Ed Shaw received a commendation from the state of California for his efforts to increase voter turnout in the June 8 primary and the next day was told that his project may have been a federal crime. Shaw, you may recall, is the Hollywood producer ("Hooray for Hollywood") and television actor ("Ozzie and Harriet") who staged an election-day sweepstakes in California with $5 million in donated prizes for voters who sent in their ballot stubs.

The winners of the biggest prizes--trips to Alaska, Hawaii and Las Vegas, and dinner dates with Hollywood stars--have already been announced and Shaw's helpers are still sorting out the winners of the other 700,000 prizes. California secretary of state March Fong Eu told Shaw that the sweepstakes weren't illegal as long as voters weren't rewarded for voting a certain way.

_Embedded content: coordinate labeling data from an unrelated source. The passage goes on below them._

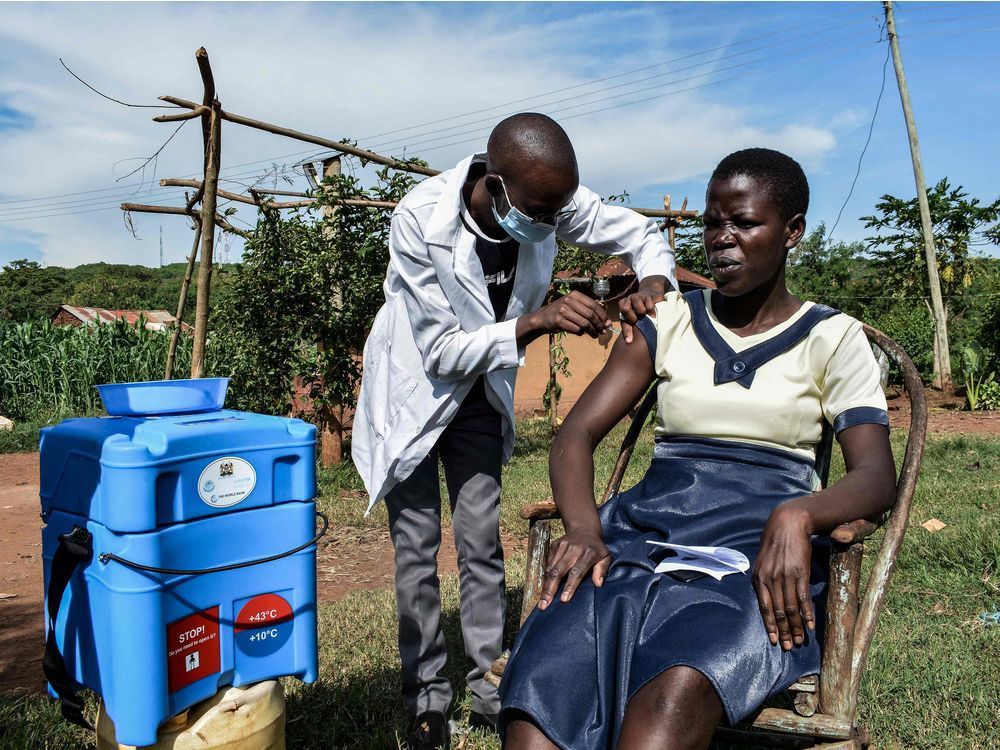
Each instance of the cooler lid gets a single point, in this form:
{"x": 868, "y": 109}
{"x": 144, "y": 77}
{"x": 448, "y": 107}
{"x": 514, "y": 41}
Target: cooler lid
{"x": 159, "y": 397}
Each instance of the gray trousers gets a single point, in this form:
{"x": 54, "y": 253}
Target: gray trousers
{"x": 472, "y": 459}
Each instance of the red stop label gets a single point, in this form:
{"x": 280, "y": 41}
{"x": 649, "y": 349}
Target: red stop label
{"x": 193, "y": 650}
{"x": 263, "y": 611}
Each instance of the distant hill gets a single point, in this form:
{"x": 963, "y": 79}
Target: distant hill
{"x": 28, "y": 291}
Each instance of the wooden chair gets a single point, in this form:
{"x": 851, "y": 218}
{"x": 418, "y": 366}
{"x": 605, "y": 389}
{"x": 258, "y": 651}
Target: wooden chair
{"x": 824, "y": 706}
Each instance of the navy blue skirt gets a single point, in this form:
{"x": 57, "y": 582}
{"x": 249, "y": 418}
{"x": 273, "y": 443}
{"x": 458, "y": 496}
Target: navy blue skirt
{"x": 574, "y": 666}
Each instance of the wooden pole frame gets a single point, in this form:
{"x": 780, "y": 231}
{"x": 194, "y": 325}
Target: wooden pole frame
{"x": 212, "y": 133}
{"x": 181, "y": 304}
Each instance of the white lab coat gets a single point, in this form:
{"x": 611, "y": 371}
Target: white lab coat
{"x": 437, "y": 332}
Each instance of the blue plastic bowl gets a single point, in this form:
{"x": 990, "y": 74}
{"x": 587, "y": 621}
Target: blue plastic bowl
{"x": 164, "y": 397}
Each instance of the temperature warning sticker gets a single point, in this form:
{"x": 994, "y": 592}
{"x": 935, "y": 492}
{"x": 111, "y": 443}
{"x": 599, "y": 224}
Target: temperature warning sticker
{"x": 193, "y": 650}
{"x": 226, "y": 481}
{"x": 263, "y": 625}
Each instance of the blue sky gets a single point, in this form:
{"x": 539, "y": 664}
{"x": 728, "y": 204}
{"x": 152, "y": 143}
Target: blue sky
{"x": 709, "y": 78}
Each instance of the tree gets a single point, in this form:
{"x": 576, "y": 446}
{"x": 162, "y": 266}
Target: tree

Eu's chief deputy, however, has since informed Shaw that federal law prohibits paying or offering to pay anyone either for registering to vote or voting when a federal office is on the ballot. Shaw says he has a pledge of $25 million in prizes for a national sweepstakes in November and has been arranging a sweepstakes for the Oklahoma primary next month.

Now, however, these plans are on hold while the Justice Department, which told Eu's office it had no intention of prosecuting anyone, looks further into the law. Shaw reacted in true Hollywood fashion.

"It's like getting the Academy Award and then they come and take it back," he said.